Kendi göreve başladığında ise bir kısım personelin ellerinde örgü ile akşama kadar mesailerini doldurduklarını, bunu tespit edince neden böyle olduğunu sorduğunda, daha önceki müdürlerinin haftada bir işyerine geldiğini, kendilerine bir iş vermedikleri için mecburen boş vakit geçirdiklerini ifade ettiklerini söyledi.

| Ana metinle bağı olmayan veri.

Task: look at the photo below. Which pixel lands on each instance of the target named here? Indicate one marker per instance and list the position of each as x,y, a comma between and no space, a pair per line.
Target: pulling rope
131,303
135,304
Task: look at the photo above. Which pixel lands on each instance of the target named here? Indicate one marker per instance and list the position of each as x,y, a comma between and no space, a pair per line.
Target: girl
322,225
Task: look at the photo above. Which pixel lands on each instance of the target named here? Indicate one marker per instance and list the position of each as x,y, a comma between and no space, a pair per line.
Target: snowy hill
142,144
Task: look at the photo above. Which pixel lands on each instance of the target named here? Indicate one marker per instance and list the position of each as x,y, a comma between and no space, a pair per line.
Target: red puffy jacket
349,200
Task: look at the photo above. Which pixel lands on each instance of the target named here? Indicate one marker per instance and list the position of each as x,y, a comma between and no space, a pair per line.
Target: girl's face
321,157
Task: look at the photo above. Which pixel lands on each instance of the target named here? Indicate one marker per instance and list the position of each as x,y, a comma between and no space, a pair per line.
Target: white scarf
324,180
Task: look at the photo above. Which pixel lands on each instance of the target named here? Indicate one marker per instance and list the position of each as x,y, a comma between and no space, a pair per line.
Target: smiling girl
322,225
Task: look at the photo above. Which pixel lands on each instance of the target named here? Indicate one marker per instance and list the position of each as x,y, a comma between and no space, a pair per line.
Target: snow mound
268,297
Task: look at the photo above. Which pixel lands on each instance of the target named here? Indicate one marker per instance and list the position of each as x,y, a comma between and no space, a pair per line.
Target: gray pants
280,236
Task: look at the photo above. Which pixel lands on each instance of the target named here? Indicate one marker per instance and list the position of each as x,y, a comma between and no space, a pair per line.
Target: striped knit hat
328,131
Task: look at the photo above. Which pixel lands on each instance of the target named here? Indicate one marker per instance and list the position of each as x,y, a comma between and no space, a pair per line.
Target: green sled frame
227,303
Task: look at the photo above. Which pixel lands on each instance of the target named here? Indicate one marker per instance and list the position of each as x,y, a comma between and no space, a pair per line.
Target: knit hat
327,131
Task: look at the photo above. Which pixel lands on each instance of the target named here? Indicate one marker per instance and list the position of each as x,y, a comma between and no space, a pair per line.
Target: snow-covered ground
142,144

Şahit olduğum başka bir olayda ise yine birinden, bir başka kamu kurumunun şoför kadrosunda bulunan kadrolu elemanların akşama kadar bir veya iki iş için dışarı çıktıklarını, bunun dışında şoför odasında akşama kadar boş boş oturduklarını ve en yüksek kademeden maaş aldıklarını, ama yine de mutlu olmadıklarını, maaş aldıkları devlete ve iktidara kahrederek vakit geçirdiklerini dinlemiştim. Yine akşama kadar yapılan mesaide kutusu 70 TL civarında olan bir sarf malzemesinden günde birkaç paket harcandığını, istendiği takdirde o malzemenin daha tasarruflu kullanılabileceğini ama kimsenin “bu malzeme bize bütün milletin emanetidir” bilinci ile hareket etmediğini buna canı yanan kardeşimizin ilgililere “bu malzemenin parasını siz verseniz, bu kadar israf eder misiniz?” diye sorduğunda, “haklısınız, etmezdim herhalde” diye cevap verdiğini dinledim.

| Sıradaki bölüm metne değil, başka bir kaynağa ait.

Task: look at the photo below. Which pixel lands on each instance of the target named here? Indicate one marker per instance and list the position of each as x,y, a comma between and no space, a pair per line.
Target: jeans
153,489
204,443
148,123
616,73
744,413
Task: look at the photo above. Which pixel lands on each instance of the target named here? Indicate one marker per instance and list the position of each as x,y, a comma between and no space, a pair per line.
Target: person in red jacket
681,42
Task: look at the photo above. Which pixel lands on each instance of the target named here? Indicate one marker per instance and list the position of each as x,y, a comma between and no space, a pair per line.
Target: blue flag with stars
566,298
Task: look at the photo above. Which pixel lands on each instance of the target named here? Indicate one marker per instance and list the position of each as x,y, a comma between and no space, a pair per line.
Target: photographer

Yine bir başka kamu kurumunda müdür bir kardeşim neredeyse iki yıla yakın mesaiye gitmeden çalışan veya boş kalan memurların, durum bu olmasına rağmen ek ücret verilmeyen hiçbir işe katkı sağlamadığını, gönüllü olarak ekstra bir iş yapmadığını, mesai dışında hiçbir konuda kendiliğinden fedakarlıkta bulunmadıklarını ve menfaati dışında hiç kimsenin devlet ve millet için kılını kıpırdatmaz hale geldiğini anlattı.

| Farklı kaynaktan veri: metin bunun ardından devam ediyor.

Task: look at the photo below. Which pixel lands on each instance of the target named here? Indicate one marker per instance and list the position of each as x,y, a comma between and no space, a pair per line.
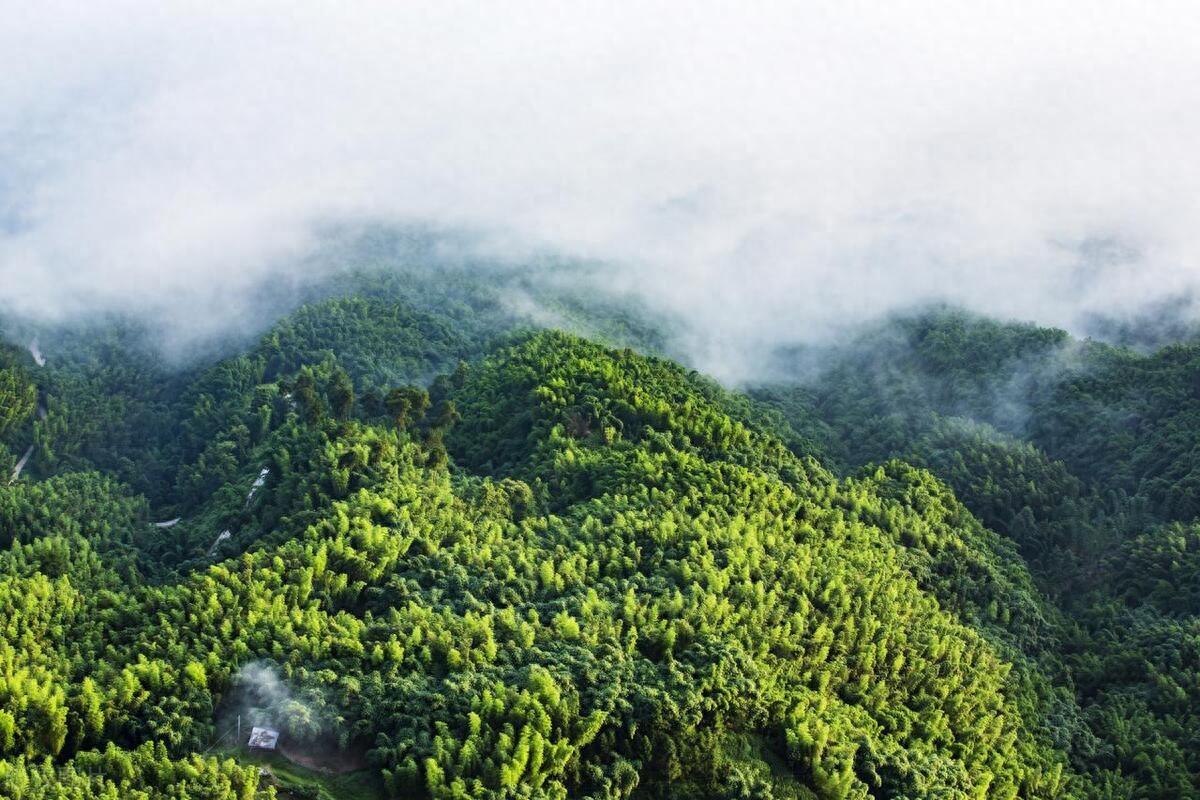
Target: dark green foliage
499,564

Daha birçok örnek üzerinden bir şeyler yazabilirim ama sanırım maksadımı izah etmede kafidir bu yazdıklarım… örnekleri çoğaltmak ve daha çok dertlenmek elbette mümkün… bu arada böyle olmayan kurum ve kişileri tenzih ettiğimi, Vefa Çalışma Gruplarını söylememe gerek var mı? bilmem…

Evet, insanımızda bir kokuşmuşluk seziyorum. Kimi insanımızın gönlünde hak ve adalet ölçülerinin kaybedildiği kanaati ile umutsuz bir ruh hali yaşıyorum. Bu işin amiri, memuru, vatandaşı veya kurumu yok. Hepimizde bir vurdumduymazlık hali müşahede ediyorum. Sanki elbirliği ile devletimizi diz çöktürmeye çalışıyoruz. Devletin kaynaklarını har vurup, harman savuruyoruz. Haksızlık, adaletsizlik ve israf yapmaktan korkmuyoruz. Kendi menfaatimiz olmayan hiçbir konuda kılımızı bile kıpırdatmaz hale geldik. Görev alanımız içinde kullandığımız malzeme, bindiğimiz aracın benzini, harcadığımız vakit, dikkatsizce kullanarak zarar verdiğimiz eşyalar, önce devletimizin sonra milletimizin emanetidir mantığı ile kılı kırk yarmıyoruz. Devletin mali deniz yemeyen…. diyenler gibi olmaya başladık. Mesaiye gitmeden aldığımız maaş bile bizi huzursuz etmez oldu.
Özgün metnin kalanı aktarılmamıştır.